Relativity workspaces often have a need for email threading and document near duplicate identification System admins need to decide whether both functions should be addressed together or independently.
This recipe assists you in making an informed decision that is right for your workflow. This includes suggested workflows for Email Threading and Near Duplicate Identification with examples of how to utilize applicable Relativity functions.
- Applicable to Relativity 8.0 or above
- Workspace & system admin rights
The following sections contain three workflow alternatives to help system admins who decide to run a Structured Analytics Set (SAS) involving Email threading and/or Text Near Dupe on a data set.
Running the Email Threading & the Near Dupe in a single Structured Analytics Set
Use this workflow to identify email duplicate spares independent of the duplicate loose documents/attachments. In other words, use this where the case demands that you handle the workflow for emails and loose files separately. If both options are selected on a single set, Analytics will only run near duplicate identification against non-emails (attachments and loose files).

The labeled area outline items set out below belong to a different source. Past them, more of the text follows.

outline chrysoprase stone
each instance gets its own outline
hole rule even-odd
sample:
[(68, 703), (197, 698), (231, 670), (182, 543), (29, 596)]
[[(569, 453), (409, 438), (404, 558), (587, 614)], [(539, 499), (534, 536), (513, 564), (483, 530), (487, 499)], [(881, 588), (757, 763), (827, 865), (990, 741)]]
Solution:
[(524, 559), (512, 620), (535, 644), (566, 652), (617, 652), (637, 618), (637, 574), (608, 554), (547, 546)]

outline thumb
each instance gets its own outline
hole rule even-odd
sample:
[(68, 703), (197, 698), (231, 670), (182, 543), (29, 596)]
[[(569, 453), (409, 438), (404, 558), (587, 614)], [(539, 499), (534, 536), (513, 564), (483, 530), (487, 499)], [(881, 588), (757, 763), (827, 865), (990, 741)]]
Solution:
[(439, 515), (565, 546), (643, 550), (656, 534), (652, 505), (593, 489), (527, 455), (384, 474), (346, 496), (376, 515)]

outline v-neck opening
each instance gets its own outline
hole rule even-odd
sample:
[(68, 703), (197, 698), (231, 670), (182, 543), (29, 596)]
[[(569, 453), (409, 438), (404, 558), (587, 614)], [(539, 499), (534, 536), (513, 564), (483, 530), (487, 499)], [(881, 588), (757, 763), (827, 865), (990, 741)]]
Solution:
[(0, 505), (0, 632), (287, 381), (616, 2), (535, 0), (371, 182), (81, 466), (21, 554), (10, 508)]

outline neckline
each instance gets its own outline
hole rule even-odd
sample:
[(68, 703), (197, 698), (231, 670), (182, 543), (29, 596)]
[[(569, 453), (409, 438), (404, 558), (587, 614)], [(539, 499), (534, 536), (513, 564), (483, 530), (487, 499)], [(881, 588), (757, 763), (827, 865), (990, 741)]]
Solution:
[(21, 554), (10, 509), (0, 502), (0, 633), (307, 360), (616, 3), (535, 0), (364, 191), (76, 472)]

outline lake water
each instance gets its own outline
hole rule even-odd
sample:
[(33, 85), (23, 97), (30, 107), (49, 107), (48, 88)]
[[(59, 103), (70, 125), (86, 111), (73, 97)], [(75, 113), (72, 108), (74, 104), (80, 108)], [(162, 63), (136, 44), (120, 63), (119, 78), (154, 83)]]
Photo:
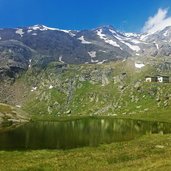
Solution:
[(71, 149), (129, 141), (153, 133), (171, 133), (171, 124), (109, 118), (31, 122), (1, 132), (0, 150)]

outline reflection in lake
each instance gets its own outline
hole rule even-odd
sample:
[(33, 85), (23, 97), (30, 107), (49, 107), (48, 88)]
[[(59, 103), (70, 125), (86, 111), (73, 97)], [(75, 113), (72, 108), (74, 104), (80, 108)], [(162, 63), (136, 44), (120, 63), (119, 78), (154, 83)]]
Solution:
[(97, 146), (128, 141), (152, 133), (171, 133), (171, 124), (109, 118), (32, 122), (0, 133), (0, 150), (70, 149)]

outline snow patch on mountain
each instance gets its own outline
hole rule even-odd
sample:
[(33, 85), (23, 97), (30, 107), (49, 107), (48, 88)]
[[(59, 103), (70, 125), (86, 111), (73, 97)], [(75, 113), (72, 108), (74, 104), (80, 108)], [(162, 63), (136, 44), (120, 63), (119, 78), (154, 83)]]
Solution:
[(107, 60), (105, 59), (105, 60), (103, 60), (103, 61), (101, 61), (101, 62), (98, 62), (97, 64), (103, 64), (104, 62), (106, 62)]
[(64, 63), (64, 61), (62, 60), (62, 56), (59, 57), (59, 62)]
[(168, 31), (168, 30), (166, 30), (166, 31), (164, 32), (163, 36), (167, 37), (168, 32), (169, 32), (169, 31)]
[(104, 40), (107, 44), (110, 44), (110, 45), (112, 45), (114, 47), (119, 47), (122, 50), (122, 48), (120, 47), (120, 45), (118, 45), (113, 40), (107, 38), (106, 35), (103, 34), (102, 32), (103, 32), (102, 29), (96, 31), (96, 33), (100, 37), (100, 39)]
[(33, 36), (37, 36), (37, 33), (33, 33), (32, 35), (33, 35)]
[(19, 34), (21, 37), (23, 37), (24, 31), (23, 31), (23, 29), (18, 29), (18, 30), (16, 30), (15, 33)]
[(139, 52), (141, 49), (139, 46), (137, 45), (132, 45), (128, 42), (126, 42), (126, 40), (128, 41), (128, 39), (124, 40), (121, 36), (117, 35), (115, 36), (116, 39), (120, 40), (121, 43), (125, 44), (126, 46), (128, 46), (130, 49), (132, 49), (133, 51)]
[(157, 43), (155, 43), (155, 45), (156, 45), (156, 48), (159, 49), (159, 45)]
[(84, 36), (79, 37), (78, 40), (81, 40), (82, 44), (91, 44), (91, 42), (85, 40)]
[(95, 57), (96, 57), (96, 51), (88, 52), (88, 54), (89, 54), (92, 58), (95, 58)]
[(99, 60), (94, 60), (91, 58), (91, 63), (98, 63), (98, 62), (99, 62)]
[(135, 63), (135, 67), (138, 68), (138, 69), (141, 69), (141, 68), (143, 68), (144, 66), (145, 66), (144, 64)]

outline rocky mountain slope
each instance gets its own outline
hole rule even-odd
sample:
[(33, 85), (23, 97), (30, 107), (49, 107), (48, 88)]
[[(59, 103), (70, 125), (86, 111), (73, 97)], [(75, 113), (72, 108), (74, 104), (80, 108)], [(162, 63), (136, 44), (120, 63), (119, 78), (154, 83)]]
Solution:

Once you run the SAS, you can create a document view or a batch of documents that contain the documents flagged inclusive (Inclusive Email = Yes) and marked as non duplicate email (Email Duplicate Spare = No) for email documents.
You can then identify the loose documents as the documents and review them within their groups while keeping in mind that some group members may be email attachments.

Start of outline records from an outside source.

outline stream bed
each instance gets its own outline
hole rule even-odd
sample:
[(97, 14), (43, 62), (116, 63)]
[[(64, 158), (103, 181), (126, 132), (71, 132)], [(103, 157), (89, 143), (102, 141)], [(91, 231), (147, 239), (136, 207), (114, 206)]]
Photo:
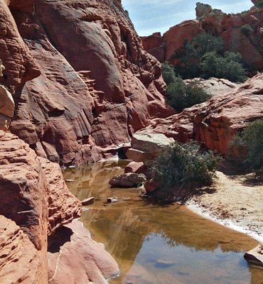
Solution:
[[(176, 204), (159, 206), (140, 190), (109, 185), (127, 160), (97, 163), (63, 170), (80, 200), (95, 197), (80, 221), (103, 243), (122, 275), (112, 284), (262, 284), (263, 266), (243, 256), (258, 241)], [(117, 197), (116, 203), (106, 204)]]

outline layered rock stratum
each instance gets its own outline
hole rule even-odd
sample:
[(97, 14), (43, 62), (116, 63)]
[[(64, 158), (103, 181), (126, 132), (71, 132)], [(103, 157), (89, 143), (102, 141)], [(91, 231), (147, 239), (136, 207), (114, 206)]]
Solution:
[[(65, 268), (70, 279), (82, 275), (82, 283), (93, 279), (104, 283), (105, 278), (119, 273), (116, 261), (102, 244), (91, 240), (80, 222), (64, 226), (80, 216), (82, 206), (68, 190), (58, 164), (38, 157), (24, 141), (2, 131), (0, 198), (1, 283), (46, 284), (48, 275), (50, 283), (65, 283), (54, 274), (58, 269), (55, 260), (63, 251), (60, 265), (71, 267), (71, 271)], [(65, 231), (70, 231), (68, 239), (65, 239)], [(55, 244), (55, 235), (63, 241), (61, 247)], [(85, 263), (76, 273), (73, 268), (77, 258)]]
[(32, 2), (33, 13), (1, 1), (0, 82), (16, 104), (11, 131), (38, 155), (66, 165), (107, 158), (173, 113), (161, 65), (119, 1)]

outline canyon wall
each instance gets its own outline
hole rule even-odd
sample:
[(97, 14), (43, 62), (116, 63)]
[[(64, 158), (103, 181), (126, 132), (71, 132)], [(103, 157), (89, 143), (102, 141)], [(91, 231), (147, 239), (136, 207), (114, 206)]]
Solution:
[(120, 1), (0, 4), (0, 82), (16, 102), (10, 130), (38, 155), (65, 165), (110, 158), (150, 119), (173, 113), (161, 65)]
[[(171, 56), (183, 45), (186, 38), (190, 40), (200, 33), (209, 33), (222, 38), (224, 51), (240, 53), (251, 71), (262, 68), (262, 9), (252, 7), (242, 13), (226, 14), (220, 10), (212, 9), (209, 5), (197, 3), (195, 10), (198, 19), (174, 26), (163, 36), (155, 33), (142, 37), (145, 50), (160, 62), (168, 61), (176, 65), (178, 60), (171, 59)], [(249, 25), (252, 28), (247, 37), (240, 31), (244, 25)]]

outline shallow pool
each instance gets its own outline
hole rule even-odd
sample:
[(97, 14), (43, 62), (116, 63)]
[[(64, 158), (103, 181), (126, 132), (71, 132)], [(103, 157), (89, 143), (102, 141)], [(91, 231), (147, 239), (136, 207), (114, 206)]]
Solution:
[[(263, 267), (243, 257), (258, 242), (177, 204), (160, 207), (140, 189), (112, 188), (109, 180), (127, 161), (97, 163), (64, 170), (80, 200), (94, 196), (80, 221), (120, 266), (109, 283), (263, 283)], [(107, 197), (118, 202), (106, 204)]]

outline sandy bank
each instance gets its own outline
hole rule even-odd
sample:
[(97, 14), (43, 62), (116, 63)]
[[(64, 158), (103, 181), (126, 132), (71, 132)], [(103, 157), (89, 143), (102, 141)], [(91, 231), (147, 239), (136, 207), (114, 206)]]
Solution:
[(190, 209), (263, 243), (263, 183), (252, 174), (217, 175), (213, 193), (193, 197)]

Running only Email Threading in an Structured Analytics Set
This workflow works well if you want to perform email threading and duplicate detection on an email only document set. For example:
- A case where emails are the only important documents. The case team wants to see only the most inclusive, non-duplicate emails. Running a SAS with just email threading would be best.

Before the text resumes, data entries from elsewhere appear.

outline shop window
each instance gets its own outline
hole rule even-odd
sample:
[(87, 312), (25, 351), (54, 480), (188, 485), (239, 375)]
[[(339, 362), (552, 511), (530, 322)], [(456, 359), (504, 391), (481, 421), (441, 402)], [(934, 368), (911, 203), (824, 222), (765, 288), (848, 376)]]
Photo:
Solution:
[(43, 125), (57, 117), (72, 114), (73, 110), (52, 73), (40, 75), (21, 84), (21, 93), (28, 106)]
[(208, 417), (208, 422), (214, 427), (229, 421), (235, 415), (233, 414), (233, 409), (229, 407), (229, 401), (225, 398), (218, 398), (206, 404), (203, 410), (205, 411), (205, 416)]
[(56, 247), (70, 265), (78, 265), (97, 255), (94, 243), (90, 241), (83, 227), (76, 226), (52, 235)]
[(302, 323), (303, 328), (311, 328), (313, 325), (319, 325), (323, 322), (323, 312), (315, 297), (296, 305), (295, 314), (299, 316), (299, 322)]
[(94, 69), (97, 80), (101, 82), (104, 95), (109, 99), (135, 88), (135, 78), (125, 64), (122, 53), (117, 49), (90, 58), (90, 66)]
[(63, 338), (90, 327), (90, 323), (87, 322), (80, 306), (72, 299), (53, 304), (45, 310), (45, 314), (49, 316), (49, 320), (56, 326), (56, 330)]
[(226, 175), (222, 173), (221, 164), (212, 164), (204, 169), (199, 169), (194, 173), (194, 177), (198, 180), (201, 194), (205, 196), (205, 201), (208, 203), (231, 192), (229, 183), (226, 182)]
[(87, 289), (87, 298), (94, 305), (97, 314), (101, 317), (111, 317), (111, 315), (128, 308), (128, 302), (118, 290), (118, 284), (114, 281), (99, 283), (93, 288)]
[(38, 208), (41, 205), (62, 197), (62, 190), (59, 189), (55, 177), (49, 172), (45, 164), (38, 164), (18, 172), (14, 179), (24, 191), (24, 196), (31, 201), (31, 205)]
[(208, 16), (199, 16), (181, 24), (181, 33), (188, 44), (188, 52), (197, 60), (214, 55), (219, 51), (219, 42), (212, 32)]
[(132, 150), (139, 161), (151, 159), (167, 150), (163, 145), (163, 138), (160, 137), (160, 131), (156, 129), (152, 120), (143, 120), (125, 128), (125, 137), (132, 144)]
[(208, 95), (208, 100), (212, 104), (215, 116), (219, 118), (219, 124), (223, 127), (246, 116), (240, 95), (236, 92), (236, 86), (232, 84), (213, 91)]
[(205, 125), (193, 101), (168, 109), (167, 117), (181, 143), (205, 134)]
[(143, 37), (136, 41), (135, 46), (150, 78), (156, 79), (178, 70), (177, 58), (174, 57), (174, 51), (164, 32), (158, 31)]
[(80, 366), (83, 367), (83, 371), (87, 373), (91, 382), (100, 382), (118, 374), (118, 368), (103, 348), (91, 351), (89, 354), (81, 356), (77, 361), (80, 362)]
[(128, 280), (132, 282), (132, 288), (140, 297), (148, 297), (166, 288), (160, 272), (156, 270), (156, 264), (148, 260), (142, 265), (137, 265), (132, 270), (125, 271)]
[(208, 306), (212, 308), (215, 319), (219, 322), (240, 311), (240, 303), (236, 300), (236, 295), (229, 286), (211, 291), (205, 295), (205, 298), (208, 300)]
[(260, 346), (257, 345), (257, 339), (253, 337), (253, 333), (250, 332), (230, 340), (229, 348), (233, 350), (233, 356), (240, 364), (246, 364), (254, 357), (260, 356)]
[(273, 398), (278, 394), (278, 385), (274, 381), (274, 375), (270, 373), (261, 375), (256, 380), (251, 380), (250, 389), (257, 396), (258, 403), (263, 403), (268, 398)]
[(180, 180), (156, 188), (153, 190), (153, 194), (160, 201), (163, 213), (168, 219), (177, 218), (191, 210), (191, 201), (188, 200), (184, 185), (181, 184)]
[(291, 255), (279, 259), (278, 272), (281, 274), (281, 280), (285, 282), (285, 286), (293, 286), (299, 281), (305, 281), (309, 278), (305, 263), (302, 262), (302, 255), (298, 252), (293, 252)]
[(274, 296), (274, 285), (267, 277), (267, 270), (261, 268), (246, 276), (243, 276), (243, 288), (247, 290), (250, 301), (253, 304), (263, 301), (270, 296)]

Running only Near Dupe in an Structured Analytics Set
Use this workflow to identify duplicates whether they are emails, attachments, or loose files. For example:
- Two parties in discovery produce documents. There is an agreement that each is to review documents that were outside the set provided to the opposite side. In this case, the workflow requires you treat all documents as loose documents and identify all near duplicate groups of single documents (just a Near Duplicate Principal and no other documents in the group). You can then isolate all such documents via a saved search, placed into a view or into review batches.
- A case team must identify duplicates across two or more groups of produced documents. Running the Near Dupe process with a high minimum similarity would be ideal. The analysis can focus just on the groups of documents and find the duplicate copies.
Multiple Structured Analytics Sets
Use Relativity to choose more than one of the above options. You might choose to drive your primary review workflow using combined Email Threading and Near Duplicate Detection in a single run. You may then want to focus on a subset of documents and run just Textual Near Duplicate detection on that subset, perhaps for Quality Control purposes. To avoid data collisions, the second Structured Analytics Set should be configured to write its Near Duplicate Groups to a different relational field than the first one uses.